Pozzuoli, Villani apre il dibattito nel PD: “Il sostegno all’amministrazione non è una delega in bianco”
POZZUOLI – Il via libera del Direttivo del Partito Democratico alla prosecuzione del sostegno all’amministrazione comunale non chiude il confronto politico interno. Anzi, apre una riflessione sul futuro del centrosinistra e, soprattutto, sul percorso che porterà alla scelta del candidato sindaco per la prossima tornata elettorale. È il messaggio lanciato dal consigliere comunale del PD Antonio Villani, che con una lunga nota pubblicata sui social interviene all’indomani della decisione assunta dal partito.
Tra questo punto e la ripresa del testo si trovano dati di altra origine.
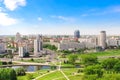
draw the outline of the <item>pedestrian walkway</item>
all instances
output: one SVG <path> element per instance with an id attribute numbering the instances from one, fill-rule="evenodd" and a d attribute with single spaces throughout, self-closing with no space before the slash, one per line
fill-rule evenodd
<path id="1" fill-rule="evenodd" d="M 57 71 L 57 70 L 55 70 L 55 71 Z M 50 71 L 49 73 L 43 74 L 43 75 L 41 75 L 41 76 L 38 76 L 38 77 L 36 77 L 36 78 L 33 79 L 33 80 L 37 80 L 37 79 L 39 79 L 39 78 L 41 78 L 41 77 L 43 77 L 43 76 L 46 76 L 46 75 L 48 75 L 48 74 L 51 74 L 51 73 L 55 72 L 55 71 Z"/>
Villani afferma di rispettare la scelta del Direttivo, pur ammettendo di non condividerla pienamente, e sottolinea come le motivazioni che avevano spinto il Partito Democratico ad avviare una verifica politica restino tutte valide. Secondo il consigliere, le tensioni registrate negli ultimi mesi all’interno della maggioranza non sono state episodi isolati, ma il segnale di un metodo che ha mostrato limiti evidenti, con il PD escluso, in più occasioni, da passaggi politici ritenuti rilevanti.
Per questo, il sostegno all’amministrazione, osserva Villani, non può essere interpretato come una “delega in bianco”. Al contrario, il Partito Democratico continuerà a garantire la stabilità amministrativa, ma chiedendo un deciso cambio di passo, fondato su maggiore collegialità, condivisione delle decisioni e pieno riconoscimento del ruolo del PD quale principale forza del centrosinistra cittadino.
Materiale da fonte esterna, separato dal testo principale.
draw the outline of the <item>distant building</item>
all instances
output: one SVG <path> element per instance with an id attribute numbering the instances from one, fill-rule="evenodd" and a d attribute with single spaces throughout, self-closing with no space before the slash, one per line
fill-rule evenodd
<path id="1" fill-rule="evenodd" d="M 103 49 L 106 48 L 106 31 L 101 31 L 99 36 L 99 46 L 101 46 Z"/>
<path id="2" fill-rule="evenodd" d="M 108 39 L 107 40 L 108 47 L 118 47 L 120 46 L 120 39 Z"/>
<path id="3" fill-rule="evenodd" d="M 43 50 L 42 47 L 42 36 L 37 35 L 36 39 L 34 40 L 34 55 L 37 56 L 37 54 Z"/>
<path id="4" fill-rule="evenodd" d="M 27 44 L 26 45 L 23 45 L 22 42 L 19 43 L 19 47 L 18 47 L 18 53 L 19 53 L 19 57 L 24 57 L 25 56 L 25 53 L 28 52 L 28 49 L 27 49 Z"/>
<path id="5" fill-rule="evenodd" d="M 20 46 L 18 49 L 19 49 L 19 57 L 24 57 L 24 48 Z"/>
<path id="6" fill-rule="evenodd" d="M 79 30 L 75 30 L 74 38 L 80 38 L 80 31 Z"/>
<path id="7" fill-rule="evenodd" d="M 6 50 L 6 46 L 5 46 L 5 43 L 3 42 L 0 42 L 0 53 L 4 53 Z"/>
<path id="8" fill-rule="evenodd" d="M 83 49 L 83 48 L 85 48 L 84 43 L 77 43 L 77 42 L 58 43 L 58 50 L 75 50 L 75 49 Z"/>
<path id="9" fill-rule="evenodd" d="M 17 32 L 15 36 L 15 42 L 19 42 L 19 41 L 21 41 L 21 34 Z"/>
La riflessione, però, si spinge oltre l’attualità amministrativa. Per Villani, il sostegno al governo della città riguarda il presente, mentre la costruzione del futuro politico del centrosinistra rappresenta una sfida diversa che deve iniziare fin da subito. L’obiettivo indicato è quello del “campo largo”, una coalizione capace di riunire forze progressiste, riformiste, civiche e moderate attorno a un progetto condiviso per Pozzuoli. Un progetto che, secondo il consigliere, oggi non coincide ancora con l’attuale maggioranza che sostiene il sindaco.
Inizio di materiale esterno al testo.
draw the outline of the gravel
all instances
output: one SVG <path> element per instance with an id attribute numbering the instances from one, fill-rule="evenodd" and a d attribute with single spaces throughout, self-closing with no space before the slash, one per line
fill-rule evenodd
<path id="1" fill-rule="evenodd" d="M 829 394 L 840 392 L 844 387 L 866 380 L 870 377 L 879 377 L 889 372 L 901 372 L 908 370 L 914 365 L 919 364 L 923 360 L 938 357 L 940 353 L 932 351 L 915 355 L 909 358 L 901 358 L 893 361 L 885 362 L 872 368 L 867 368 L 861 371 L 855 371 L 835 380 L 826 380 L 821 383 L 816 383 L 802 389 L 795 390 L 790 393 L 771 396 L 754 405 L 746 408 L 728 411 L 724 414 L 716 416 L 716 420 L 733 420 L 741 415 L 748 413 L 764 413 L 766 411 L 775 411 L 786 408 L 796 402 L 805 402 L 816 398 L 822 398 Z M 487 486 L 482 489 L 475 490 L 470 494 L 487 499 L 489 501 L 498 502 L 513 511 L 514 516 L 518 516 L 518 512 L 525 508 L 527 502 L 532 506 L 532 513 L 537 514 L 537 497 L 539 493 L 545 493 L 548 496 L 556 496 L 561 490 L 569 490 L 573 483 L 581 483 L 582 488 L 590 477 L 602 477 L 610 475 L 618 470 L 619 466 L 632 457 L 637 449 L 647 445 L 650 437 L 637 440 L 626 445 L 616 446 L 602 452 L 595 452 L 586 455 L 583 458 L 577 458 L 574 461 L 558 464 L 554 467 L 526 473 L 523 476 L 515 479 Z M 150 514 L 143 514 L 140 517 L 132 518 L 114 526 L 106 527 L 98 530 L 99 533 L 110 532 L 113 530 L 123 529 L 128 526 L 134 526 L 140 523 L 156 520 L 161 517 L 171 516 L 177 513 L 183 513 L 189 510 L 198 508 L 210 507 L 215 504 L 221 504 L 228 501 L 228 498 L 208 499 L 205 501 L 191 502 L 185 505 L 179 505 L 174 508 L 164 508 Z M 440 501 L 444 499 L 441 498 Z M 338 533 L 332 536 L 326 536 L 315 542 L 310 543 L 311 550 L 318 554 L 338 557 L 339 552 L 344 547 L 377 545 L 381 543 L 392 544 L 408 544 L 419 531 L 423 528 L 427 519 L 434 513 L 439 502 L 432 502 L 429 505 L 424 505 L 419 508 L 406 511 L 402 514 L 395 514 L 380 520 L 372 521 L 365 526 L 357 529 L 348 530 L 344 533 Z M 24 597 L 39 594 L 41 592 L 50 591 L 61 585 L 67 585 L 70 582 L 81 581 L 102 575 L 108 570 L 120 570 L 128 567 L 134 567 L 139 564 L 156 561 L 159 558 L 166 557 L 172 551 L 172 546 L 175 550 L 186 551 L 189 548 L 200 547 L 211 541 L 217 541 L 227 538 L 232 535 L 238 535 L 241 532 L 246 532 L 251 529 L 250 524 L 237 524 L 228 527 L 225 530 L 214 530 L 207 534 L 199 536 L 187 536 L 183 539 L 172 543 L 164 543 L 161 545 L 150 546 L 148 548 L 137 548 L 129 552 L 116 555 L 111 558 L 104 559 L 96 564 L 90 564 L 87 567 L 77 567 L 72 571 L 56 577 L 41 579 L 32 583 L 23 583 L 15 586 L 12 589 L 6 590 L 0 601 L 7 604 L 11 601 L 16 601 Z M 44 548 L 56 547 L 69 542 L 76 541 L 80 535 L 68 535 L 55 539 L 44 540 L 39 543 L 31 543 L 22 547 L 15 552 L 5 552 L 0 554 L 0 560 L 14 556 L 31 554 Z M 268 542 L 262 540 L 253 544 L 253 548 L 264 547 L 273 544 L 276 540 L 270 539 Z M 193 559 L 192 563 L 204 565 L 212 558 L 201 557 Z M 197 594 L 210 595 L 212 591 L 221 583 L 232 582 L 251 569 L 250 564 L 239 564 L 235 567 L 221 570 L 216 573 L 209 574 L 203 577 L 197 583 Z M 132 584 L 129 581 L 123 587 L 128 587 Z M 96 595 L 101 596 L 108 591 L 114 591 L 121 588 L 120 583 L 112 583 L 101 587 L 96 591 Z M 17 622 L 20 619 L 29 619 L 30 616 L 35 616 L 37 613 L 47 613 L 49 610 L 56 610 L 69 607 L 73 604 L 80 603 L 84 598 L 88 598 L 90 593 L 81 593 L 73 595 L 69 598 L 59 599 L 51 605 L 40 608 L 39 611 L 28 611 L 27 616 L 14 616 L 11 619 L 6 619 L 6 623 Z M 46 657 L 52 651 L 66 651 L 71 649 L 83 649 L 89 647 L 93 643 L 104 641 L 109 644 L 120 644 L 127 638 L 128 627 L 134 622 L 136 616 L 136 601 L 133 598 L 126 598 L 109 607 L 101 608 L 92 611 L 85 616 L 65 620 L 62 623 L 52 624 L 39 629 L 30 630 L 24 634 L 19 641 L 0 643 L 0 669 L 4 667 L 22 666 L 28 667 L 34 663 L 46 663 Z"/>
Da qui l’invito al Partito Democratico a farsi promotore di una coalizione più ampia e inclusiva, assumendo un ruolo di guida non per rivendicare primati, ma per costruire una sintesi politica credibile. È in questo contesto che Villani affronta anche il tema della futura candidatura a sindaco, escludendo qualsiasi automatismo. Pur riconoscendo che il sindaco Luigi Manzoni sarà libero di riproporre la propria candidatura, il consigliere dem chiarisce che non esistono investiture preventive e che la scelta dovrà maturare all’interno del Partito Democratico e dell’intero campo largo, individuando la figura più autorevole e capace di unire il centrosinistra.
Una presa di posizione che, pur senza mettere in discussione la tenuta dell’amministrazione, segna l’apertura del confronto sulla leadership della coalizione in vista delle prossime elezioni comunali. Per Villani, infatti, la continuità amministrativa non può trasformarsi automaticamente nella continuità politica, perché la futura proposta del centrosinistra dovrà nascere da un confronto aperto, senza rendite di posizione e senza candidati già designati.